D. Next, the hard disk drive of the present invention will be described. The hard disk drive of the present invention has the above-described suspension with an element.

  FIG. 15 is a schematic plan view showing an example of the hard disk drive of the present invention. A hard disk drive 50 shown in FIG. 15 includes the above-described suspension 40 with an element, a disk 41 on which data is written and read by the suspension 40 with an element, a spindle motor 42 that rotates the disk 41, and the elements of the suspension 40 with an element. Arm 43 and voice coil motor 44, and a case 45 for sealing the above-described members.

  According to the present invention, a hard disk drive with higher functionality can be obtained by using the above-described suspension with an element.

  The hard disk drive of the present invention has at least a suspension with an element, and usually further includes a disk, a spindle motor, an arm, and a voice coil motor. Since the suspension with an element is the same as the content described in “C. Suspension with an element”, description thereof is omitted here. As other members, the same members as those used in a general hard disk drive can be used.

E. Next, a method for manufacturing a suspension substrate according to the present invention will be described. The manufacturing method of the suspension substrate according to the present invention provides a laminated member preparation for preparing a laminated member having a metal supporting member, an insulating member formed on the metal supporting member, and a conductor member formed on the insulating member. Etching the conductor member to form a wiring layer having a terminal layer electrically connected to the element; etching the insulating member; projecting from the end surface of the terminal portion; and An insulating layer forming step of forming an insulating layer having an insulating layer end portion supporting the element; and a metal supporting substrate forming step of etching the metal supporting member to form a metal supporting substrate having a tongue portion.

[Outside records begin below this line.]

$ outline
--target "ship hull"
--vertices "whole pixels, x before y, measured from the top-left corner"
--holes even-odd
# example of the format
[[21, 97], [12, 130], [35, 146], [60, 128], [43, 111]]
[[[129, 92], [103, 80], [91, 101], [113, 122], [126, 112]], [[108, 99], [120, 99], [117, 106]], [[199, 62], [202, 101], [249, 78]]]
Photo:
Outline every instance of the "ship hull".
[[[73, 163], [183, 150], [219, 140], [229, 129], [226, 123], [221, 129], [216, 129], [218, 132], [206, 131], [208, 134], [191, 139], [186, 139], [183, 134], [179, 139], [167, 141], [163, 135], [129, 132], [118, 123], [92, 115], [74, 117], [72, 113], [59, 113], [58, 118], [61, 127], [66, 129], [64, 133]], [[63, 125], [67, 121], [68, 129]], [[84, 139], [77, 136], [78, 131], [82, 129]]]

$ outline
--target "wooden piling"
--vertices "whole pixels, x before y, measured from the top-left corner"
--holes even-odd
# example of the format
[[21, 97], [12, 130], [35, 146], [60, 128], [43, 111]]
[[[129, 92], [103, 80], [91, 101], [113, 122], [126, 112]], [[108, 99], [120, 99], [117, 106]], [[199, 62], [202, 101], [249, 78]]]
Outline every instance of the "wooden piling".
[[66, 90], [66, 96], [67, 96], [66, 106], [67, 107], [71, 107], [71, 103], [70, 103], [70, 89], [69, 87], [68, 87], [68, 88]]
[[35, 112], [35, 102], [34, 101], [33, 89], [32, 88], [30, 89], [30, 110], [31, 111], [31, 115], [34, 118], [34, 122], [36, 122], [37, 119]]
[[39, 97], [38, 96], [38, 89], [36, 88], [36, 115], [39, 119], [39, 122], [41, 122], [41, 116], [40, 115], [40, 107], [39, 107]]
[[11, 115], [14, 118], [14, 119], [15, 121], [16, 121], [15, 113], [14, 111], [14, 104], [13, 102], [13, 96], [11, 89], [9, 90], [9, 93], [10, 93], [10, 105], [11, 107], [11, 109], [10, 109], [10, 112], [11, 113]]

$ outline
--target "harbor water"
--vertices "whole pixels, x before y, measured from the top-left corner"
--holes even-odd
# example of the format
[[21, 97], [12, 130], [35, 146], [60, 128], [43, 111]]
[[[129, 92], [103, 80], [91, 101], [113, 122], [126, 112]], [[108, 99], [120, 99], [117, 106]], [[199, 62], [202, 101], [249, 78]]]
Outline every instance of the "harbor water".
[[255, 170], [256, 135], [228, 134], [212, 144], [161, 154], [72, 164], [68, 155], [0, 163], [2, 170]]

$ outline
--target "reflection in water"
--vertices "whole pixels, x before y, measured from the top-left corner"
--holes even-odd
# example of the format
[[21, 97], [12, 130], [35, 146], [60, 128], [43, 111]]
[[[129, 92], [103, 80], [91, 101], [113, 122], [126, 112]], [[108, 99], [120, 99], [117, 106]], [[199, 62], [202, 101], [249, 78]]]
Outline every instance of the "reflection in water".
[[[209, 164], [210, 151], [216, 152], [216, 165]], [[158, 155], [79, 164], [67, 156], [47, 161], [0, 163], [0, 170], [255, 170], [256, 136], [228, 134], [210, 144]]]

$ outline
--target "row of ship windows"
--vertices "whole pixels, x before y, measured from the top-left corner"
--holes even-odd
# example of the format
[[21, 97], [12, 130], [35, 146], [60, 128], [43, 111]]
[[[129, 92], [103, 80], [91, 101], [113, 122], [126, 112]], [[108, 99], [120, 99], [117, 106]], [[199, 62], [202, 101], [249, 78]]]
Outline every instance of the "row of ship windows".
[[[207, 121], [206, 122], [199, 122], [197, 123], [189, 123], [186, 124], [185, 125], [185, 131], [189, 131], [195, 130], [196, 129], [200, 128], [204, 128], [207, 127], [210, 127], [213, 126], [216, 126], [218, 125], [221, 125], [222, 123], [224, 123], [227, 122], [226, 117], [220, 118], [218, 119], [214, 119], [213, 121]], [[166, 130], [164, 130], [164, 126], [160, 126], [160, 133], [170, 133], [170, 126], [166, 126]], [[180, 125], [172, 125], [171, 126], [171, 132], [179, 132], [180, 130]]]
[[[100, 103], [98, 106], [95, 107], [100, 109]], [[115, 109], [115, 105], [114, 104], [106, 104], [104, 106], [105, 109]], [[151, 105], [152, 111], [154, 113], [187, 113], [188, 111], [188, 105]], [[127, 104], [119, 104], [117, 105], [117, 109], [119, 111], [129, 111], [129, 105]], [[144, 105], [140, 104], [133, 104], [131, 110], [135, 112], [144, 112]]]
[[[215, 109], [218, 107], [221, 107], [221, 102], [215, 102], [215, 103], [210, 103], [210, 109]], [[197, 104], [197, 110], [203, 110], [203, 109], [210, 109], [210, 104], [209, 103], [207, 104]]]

In addition, a penetrating portion that does not overlap in plan view is formed between the insulating layer end portion and the tongue portion.

  FIG. 16 is a schematic cross-sectional view showing an example of a method for manufacturing a suspension substrate according to the present invention. 16 is a cross-sectional view corresponding to the AA cross-sectional view of FIG. In FIG. 16, first, a laminated member in which the metal supporting member 1A, the insulating member 2A, and the conductor member 3A are laminated in this order is prepared (FIG. 16 (a)). Next, the conductive member 3A is patterned by wet etching to form the wiring layer 3 having the terminal portions 3a (FIG. 16B). Next, the cover layer 4 is formed so as to cover the wiring layer 3 (FIG. 16C).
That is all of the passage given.